We use cookies. Read the Privacy and Cookie Policy

4

6 мая 1921 года Зигмунду Фрейду исполнилось 65 лет. Он приближался к этой дате, осознавая, что осуществил свои давние честолюбивые замыслы, созревавшие еще в лаборатории физиологии профессора Брюкке: стать исследователем и наставником, а не врачом–практиком. Ныне у него было больше последователей, чем пациентов, больше заявок на обучение психоанализу, чем рабочих часов на протяжении дня. Он уже дал согласие осенью принять на обучение десять человек, что было тяжелым обязательством для него, поскольку вечерами и в воскресенье он продолжал писать.

Его радовало новое, растущее талантливое поколение психоаналитиков. Большинство из них либо были врачами, либо имели звание докторов философии: Елена Дейч, Феликс Дейч, Георг Гродлек, Генрих Менг, Ганс Цуллигер, Август Эйхгорн, Зигфрид Бернфельд, Гейнц Гартман, Эрнст Крис, Геза Рогейм. Его восхищала талантливая английская супружеская пара – долговязые и тощие Джеймс и Алике Стречи, независимо друг от друга пришедшие к заключению, что психология – это наиболее увлекательная и наиболее перспективная наука. Джеймс Стречи открыл для себя «Толкование сновидений», самостоятельно выучил немецкий язык, желая прочитать книгу в оригинале, затем пошел к Эрнесту Джонсу и спросил его, как он может сделаться психоаналитиком. Джонс ответил:

– Учись на врача.

Стречи, проработав в госпитале всего шесть недель, решил, что медицина не для него. Получив согласие Зигмунда, он приехал в Вену для психоаналитической подготовки. Зигмунд обнаружил в нем самого восприимчивого студента. Алике Стречи, также проявившая интерес к методам профессора Фрейда, спросила, не могла бы и она подвергнуться психоанализу. Зигмунд согласился, заметив:

– Я никогда не подвергал одновременно психоанализу мужа и жену. Это, должно быть, крайне интересно.

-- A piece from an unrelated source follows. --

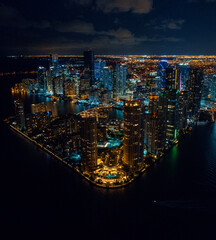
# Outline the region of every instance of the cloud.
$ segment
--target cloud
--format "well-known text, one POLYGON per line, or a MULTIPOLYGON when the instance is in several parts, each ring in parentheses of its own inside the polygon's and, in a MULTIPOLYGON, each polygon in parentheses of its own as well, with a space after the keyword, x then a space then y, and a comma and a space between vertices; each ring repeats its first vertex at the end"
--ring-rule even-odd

После прибытия четы Стречи в октябре 1920 года Зигмунд писал Джонсу: «Я принял господина Стречи для подготовки с гонораром гинея за час и не сожалею об этом, но его речь настолько невнятная и странная для моего уха, что мне мучительно трудно понимать его».

Через несколько недель он отзывался о Джеймсе Стречи как «хорошем приобретении». Зигмунда больше всего поразило в тридцатитрехлетнем Стречи его стремление добиться совершенства в переводах; большую часть свободного времени он посвящал изучению немецкого языка, переводил на английский короткие работы Зигмунда, а затем показывал профессору Фрейду, насколько путаными и труднопонимаемыми были прежние переводы. На Зигмунда произвела большое впечатление страстность Стречи, более убедительная, чем настойчивость Эрнеста Джонса в утверждении, что старые переводы неточны и вводят в заблуждение, что переводами должна заняться талантливая группа психоаналитиков и пересмотреть их под эгидой Британского психоаналитического общества.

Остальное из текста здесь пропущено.